Compared to five years ago, APRA now has a much bigger role to play. We will be firmly stepping into our expanded mandate, and acting more forcefully than we have done in the past. We certainly hope to still have an open and cooperative relationship with regulated entities, since that is essential to good prudential supervision, but will have little patience when that is not reciprocated. Be it governance and culture, financial stability, superannuation or cyber-related risks, our standards and expectations in the future are likely to be more prescriptive and demanding, and our enforcement of them will undoubtedly be firmer and more insistent. 

Concluding remarks

To sum up, APRA’s activities have expanded significantly over the past five years. This has not been a smooth transition: the regulatory pendulum has swung between periods of significant regulatory change, and times when there have been demands to pare back. But overall there is no doubt that expectations of APRA have grown, and they have pushed us into new fields of endeavour. There is no sign that tide is going to turn soon.

I’m not sure what the issues de jour will be in five years’ time but there’s a very good chance they will not be the issues we think are most important today. The past five years has shown that what might seem unusual or out of scope today, can quickly become a core task tomorrow. Some of the topics that I have talked about tonight were not seen, five years ago, to be at the heart of APRA’s role. In contrast, later this week we will publish our 4 year Corporate Plan and a number of them will be called out as our core outcomes, ranking alongside maintaining financial safety and resilience. 

If there is one lesson from the past five years, it is that – be it regulators or risk managers – being ready and able to respond to the demands of a rapidly changing landscape is probably the most important attribute we all need to possess.


[1] It is sometimes said the Australian banking system ‘sailed through’ the financial crisis. While the system did prove relatively resilient, there was extraordinary intervention necessary to keep the system stable and the wheels of the economy turning. That included (i) an unprecedented fiscal response – one of the largest stimulus packages in the world; (ii) an unprecedented monetary response – the official cash rate was cut by 425 basis points in a little over six months; (iii) the RBA substantially expanded its market operations and balance sheet; (iv) ASIC imposed an 8-month ban on the short selling of financial stocks; and (v) the Federal Government initiated a guarantee of retail deposits of up to $1 million, and a facility for authorised deposit-taking institutions (ADIs) to purchase guarantees for larger deposits and wholesale funding out to 5 years (indeed, at one point more than one-third of the banking system’s entire liabilities were subject to a Commonwealth Government guarantee). As I have said previously, if all of the above was needed to keep the system stable and operational, then it is difficult to argue that the system sailed through or that some further strengthening of regulation was not justified.

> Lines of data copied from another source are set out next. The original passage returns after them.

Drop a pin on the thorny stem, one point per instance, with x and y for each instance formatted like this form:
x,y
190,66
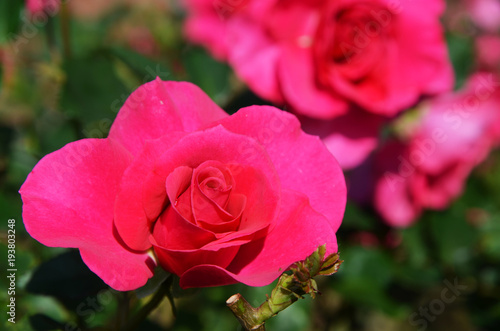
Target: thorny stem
x,y
290,287
163,291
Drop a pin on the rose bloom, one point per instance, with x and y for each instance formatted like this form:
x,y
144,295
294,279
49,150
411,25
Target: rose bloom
x,y
351,137
485,14
320,56
40,6
488,51
428,168
213,198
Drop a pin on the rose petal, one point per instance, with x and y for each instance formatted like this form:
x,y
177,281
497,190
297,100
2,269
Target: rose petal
x,y
132,214
300,88
155,109
146,193
255,50
68,202
298,232
310,169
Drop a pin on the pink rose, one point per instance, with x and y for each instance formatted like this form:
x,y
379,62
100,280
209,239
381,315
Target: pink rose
x,y
321,56
429,168
488,52
215,199
39,6
485,14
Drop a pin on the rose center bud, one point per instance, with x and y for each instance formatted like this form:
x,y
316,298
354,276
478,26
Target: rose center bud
x,y
204,196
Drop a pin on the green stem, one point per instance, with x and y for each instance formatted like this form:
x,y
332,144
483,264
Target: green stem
x,y
163,291
291,287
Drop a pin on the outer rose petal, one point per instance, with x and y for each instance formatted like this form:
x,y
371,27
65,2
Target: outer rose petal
x,y
256,50
260,262
131,221
322,181
68,202
158,108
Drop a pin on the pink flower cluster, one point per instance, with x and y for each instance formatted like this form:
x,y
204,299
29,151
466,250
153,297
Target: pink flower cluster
x,y
352,69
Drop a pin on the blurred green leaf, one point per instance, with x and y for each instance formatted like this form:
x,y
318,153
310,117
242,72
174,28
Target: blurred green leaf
x,y
66,278
41,322
453,236
210,75
10,18
461,50
144,68
93,91
152,285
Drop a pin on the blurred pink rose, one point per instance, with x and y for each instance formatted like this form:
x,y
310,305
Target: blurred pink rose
x,y
350,137
485,14
320,56
488,52
429,168
219,199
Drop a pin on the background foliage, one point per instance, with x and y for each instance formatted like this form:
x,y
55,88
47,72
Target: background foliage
x,y
66,77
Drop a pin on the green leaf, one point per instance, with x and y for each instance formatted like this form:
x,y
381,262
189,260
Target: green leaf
x,y
461,51
66,278
93,92
41,322
10,19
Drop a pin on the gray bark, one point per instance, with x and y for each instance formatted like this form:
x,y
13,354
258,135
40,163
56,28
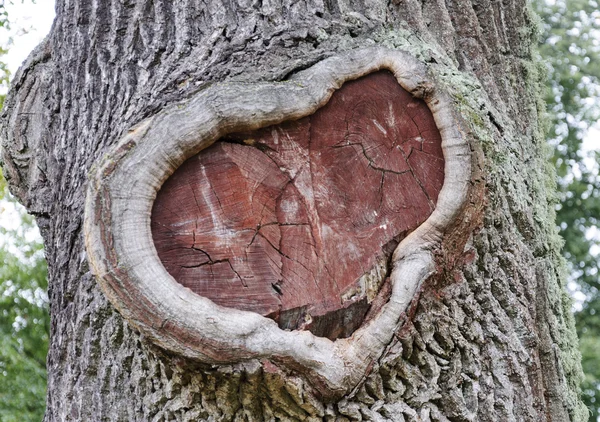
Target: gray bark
x,y
490,337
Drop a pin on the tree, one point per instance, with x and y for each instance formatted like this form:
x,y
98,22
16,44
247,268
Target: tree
x,y
570,28
24,320
489,335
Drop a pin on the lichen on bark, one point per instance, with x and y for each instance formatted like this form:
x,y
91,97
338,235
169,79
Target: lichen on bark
x,y
490,338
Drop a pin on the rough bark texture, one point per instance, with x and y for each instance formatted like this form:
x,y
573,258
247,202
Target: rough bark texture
x,y
284,225
490,337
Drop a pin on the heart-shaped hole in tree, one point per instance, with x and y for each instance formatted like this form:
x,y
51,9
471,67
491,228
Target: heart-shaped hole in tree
x,y
297,221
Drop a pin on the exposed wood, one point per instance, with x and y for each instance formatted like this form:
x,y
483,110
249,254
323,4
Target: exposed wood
x,y
125,182
489,338
299,224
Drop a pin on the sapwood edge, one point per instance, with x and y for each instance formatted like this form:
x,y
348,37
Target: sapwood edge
x,y
123,187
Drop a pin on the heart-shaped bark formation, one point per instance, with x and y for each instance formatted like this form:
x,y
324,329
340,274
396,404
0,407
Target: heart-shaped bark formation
x,y
297,221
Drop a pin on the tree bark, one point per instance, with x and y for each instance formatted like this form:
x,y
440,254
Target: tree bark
x,y
489,336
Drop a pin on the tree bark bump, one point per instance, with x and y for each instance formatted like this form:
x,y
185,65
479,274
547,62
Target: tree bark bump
x,y
297,221
125,183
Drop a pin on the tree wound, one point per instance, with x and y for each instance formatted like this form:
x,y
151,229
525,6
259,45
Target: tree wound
x,y
297,221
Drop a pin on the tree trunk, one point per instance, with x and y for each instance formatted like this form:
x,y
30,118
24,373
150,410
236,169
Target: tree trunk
x,y
488,337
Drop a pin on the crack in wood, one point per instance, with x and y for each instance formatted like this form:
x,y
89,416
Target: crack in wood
x,y
330,220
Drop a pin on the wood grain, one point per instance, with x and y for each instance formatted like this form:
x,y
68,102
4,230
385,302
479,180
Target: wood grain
x,y
297,221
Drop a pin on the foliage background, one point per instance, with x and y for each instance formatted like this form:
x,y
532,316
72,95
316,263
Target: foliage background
x,y
570,43
24,318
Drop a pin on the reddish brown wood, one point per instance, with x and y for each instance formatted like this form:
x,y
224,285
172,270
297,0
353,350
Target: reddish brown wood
x,y
285,220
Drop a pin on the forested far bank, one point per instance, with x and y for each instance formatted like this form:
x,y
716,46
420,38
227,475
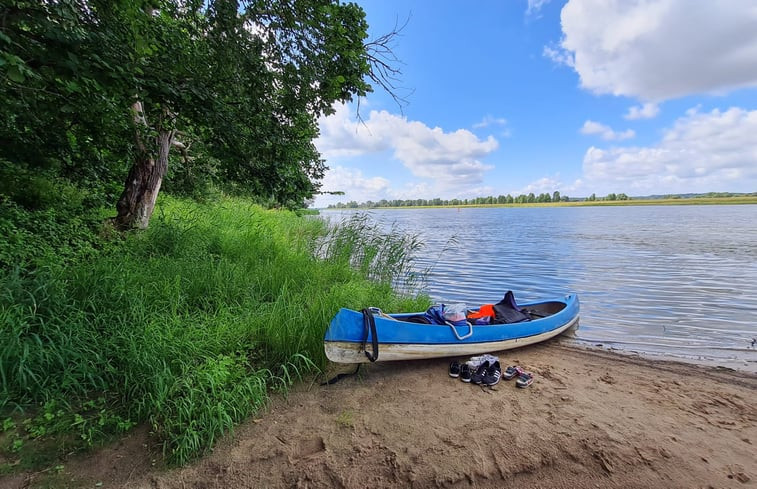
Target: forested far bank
x,y
556,199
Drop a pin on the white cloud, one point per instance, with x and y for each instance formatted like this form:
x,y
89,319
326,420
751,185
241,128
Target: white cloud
x,y
659,49
534,6
545,185
645,111
354,185
605,132
560,56
447,158
715,151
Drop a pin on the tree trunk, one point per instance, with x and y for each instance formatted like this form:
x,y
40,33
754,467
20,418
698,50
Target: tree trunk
x,y
137,202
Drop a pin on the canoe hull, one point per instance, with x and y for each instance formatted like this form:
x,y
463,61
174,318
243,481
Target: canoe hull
x,y
399,340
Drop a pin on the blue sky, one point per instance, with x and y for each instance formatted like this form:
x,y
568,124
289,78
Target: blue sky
x,y
581,96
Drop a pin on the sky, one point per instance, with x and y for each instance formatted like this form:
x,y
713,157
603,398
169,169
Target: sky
x,y
642,97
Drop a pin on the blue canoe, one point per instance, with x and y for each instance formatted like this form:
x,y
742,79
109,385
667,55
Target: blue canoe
x,y
350,337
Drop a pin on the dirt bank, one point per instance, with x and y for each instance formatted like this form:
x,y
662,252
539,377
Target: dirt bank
x,y
591,419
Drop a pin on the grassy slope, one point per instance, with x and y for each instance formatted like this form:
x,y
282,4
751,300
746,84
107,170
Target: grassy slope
x,y
187,326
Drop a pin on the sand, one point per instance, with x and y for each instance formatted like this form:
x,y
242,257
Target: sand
x,y
592,419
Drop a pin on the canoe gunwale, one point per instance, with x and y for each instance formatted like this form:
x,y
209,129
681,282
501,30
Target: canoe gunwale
x,y
343,343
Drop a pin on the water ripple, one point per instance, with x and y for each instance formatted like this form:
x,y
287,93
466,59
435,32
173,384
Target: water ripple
x,y
678,280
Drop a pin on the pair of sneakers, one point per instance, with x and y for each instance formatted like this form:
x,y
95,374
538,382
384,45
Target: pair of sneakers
x,y
461,370
524,379
486,373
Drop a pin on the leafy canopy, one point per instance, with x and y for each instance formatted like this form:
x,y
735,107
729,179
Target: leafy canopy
x,y
244,83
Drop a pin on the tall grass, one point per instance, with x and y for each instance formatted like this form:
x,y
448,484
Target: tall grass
x,y
189,325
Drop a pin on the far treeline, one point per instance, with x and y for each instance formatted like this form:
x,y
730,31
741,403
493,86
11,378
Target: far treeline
x,y
531,198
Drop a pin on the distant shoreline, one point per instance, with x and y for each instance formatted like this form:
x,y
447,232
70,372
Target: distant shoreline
x,y
740,200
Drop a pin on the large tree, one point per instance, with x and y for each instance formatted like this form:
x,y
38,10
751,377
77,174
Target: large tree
x,y
96,83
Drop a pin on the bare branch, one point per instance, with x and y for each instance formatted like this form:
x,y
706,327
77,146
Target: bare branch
x,y
384,65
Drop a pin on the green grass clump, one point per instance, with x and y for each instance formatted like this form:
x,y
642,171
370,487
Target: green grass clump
x,y
187,326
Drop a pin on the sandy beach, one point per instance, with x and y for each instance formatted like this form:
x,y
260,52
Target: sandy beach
x,y
592,419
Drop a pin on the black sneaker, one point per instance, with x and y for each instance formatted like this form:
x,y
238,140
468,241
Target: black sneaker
x,y
478,375
465,373
454,369
493,373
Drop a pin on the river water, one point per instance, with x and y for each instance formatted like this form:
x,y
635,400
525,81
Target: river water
x,y
677,281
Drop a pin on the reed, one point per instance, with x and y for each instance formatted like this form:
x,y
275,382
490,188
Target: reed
x,y
188,326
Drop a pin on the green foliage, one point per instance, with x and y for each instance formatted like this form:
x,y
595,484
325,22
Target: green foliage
x,y
242,83
187,326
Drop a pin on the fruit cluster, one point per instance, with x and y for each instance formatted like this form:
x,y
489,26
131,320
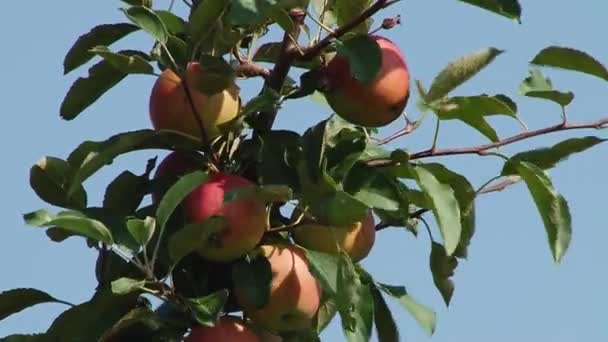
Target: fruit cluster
x,y
295,294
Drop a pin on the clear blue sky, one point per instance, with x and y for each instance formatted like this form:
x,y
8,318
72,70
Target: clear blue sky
x,y
509,290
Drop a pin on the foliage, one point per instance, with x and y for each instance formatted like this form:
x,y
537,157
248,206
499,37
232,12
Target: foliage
x,y
333,172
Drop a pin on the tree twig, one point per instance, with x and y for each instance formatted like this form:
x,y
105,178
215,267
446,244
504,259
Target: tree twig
x,y
484,149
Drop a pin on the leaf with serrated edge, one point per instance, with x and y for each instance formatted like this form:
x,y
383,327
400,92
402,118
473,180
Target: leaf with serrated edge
x,y
444,205
549,157
14,301
570,59
105,35
459,71
423,315
552,206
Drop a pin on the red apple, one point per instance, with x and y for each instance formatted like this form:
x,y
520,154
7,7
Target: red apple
x,y
356,239
245,219
375,104
226,329
295,293
170,108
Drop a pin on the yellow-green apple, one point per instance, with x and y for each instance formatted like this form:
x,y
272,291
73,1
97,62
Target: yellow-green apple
x,y
295,293
226,329
171,109
356,239
245,219
377,103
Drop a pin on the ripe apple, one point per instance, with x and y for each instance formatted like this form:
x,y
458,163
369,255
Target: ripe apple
x,y
226,329
356,239
375,104
295,293
170,108
245,219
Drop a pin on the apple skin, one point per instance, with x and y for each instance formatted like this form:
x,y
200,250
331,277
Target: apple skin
x,y
170,108
245,219
375,104
356,239
295,293
226,329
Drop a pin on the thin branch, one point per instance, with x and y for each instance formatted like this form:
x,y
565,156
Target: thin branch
x,y
483,149
316,49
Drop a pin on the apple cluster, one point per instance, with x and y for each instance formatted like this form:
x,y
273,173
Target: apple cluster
x,y
295,294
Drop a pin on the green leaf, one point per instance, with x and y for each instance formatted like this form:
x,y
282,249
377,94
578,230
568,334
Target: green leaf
x,y
205,17
570,59
215,75
363,55
552,206
128,64
72,221
442,268
253,277
324,267
355,302
548,157
249,12
327,311
270,52
423,315
91,156
386,328
25,338
507,8
459,71
174,24
93,317
537,85
347,10
105,35
142,230
465,195
176,194
262,193
49,178
148,21
86,90
14,301
124,286
473,111
444,205
194,235
126,192
341,209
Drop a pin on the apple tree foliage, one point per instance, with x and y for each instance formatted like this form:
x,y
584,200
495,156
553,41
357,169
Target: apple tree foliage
x,y
339,170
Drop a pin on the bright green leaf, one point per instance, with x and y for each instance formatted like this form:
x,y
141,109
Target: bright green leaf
x,y
570,59
104,35
552,206
459,71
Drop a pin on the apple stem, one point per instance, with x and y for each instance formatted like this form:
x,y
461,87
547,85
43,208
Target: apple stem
x,y
483,149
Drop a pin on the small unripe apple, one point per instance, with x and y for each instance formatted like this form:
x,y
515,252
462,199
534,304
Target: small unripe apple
x,y
295,294
356,239
375,104
171,109
245,220
226,329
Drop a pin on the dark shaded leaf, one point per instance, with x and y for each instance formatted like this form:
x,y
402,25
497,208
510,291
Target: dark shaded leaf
x,y
104,35
14,301
442,268
507,8
49,178
552,207
570,59
459,71
548,157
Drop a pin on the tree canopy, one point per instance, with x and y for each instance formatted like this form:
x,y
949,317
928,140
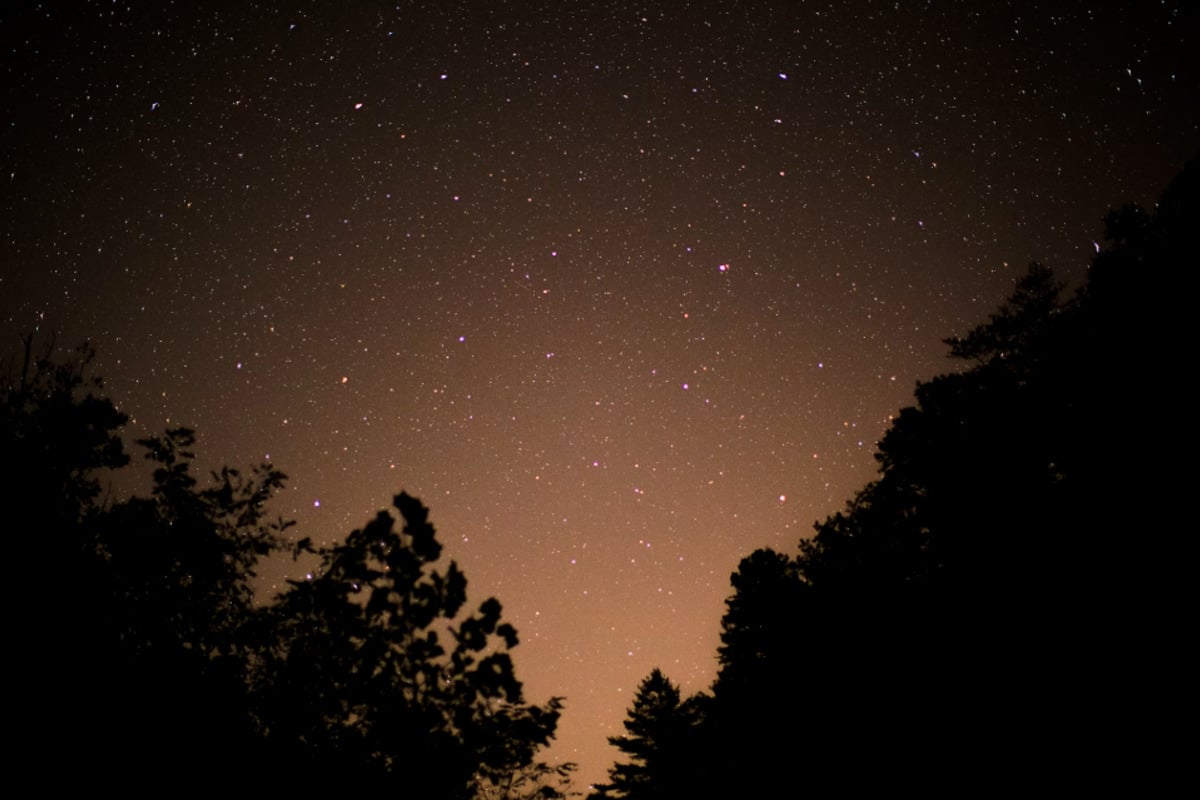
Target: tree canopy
x,y
1009,581
151,660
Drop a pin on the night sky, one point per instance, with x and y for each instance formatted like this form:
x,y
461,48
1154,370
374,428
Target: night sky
x,y
622,292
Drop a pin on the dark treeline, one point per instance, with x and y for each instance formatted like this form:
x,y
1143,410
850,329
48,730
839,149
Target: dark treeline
x,y
1003,606
142,662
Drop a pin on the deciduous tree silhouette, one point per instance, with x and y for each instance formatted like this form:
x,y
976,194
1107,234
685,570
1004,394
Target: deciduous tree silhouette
x,y
375,671
144,655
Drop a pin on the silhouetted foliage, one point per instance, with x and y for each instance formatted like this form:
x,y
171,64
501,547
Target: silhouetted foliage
x,y
375,672
660,744
149,657
1009,582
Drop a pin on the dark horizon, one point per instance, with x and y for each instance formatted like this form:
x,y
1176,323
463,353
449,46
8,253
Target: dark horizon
x,y
621,295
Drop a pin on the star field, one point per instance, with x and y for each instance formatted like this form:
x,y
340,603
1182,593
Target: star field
x,y
621,290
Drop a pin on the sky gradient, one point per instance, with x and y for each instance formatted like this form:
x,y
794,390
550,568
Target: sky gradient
x,y
622,292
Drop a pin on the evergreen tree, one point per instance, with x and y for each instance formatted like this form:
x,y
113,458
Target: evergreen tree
x,y
660,744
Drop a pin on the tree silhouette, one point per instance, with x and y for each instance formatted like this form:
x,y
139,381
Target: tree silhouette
x,y
373,671
660,743
144,654
1009,565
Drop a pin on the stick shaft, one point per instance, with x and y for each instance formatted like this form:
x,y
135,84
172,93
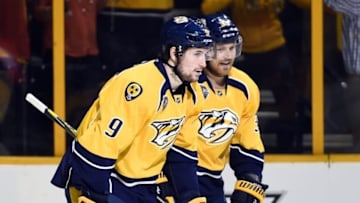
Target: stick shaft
x,y
50,114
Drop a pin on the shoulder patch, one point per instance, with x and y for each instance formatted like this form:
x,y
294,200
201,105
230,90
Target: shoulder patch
x,y
132,91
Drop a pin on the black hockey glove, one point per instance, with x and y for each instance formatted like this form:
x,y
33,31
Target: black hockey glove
x,y
248,190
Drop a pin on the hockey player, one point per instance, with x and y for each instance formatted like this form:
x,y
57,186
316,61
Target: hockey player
x,y
124,138
227,126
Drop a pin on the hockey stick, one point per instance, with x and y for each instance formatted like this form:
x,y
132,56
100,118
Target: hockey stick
x,y
50,114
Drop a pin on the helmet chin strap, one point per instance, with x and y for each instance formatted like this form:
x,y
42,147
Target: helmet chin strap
x,y
176,71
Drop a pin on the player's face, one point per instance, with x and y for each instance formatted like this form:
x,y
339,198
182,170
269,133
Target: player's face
x,y
192,63
225,56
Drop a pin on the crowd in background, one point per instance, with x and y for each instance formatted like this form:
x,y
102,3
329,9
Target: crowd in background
x,y
103,37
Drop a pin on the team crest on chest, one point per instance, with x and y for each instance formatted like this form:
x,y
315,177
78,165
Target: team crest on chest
x,y
166,132
204,90
218,126
132,91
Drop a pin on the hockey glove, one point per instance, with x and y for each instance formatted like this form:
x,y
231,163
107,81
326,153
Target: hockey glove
x,y
248,191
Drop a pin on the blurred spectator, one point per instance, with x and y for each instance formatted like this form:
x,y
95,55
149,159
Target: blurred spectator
x,y
83,68
129,31
14,54
266,59
350,10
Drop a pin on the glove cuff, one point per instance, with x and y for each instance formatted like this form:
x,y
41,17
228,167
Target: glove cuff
x,y
198,200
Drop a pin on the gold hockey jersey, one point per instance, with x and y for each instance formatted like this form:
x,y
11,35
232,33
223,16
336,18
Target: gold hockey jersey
x,y
136,119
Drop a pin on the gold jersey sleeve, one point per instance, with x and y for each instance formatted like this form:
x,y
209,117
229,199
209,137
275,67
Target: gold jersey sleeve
x,y
228,116
135,120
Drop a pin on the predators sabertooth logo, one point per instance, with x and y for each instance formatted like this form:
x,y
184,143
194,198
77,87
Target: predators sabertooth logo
x,y
166,132
217,126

The Australian Prudential Regulation Authority (APRA) is the prudential regulator of the financial services industry. It oversees banks, mutuals, general insurance and reinsurance companies, life insurance, private health insurers, friendly societies, and most members of the superannuation industry. APRA currently supervises institutions holding around $9 trillion in assets for Australian depositors, policyholders and superannuation fund members.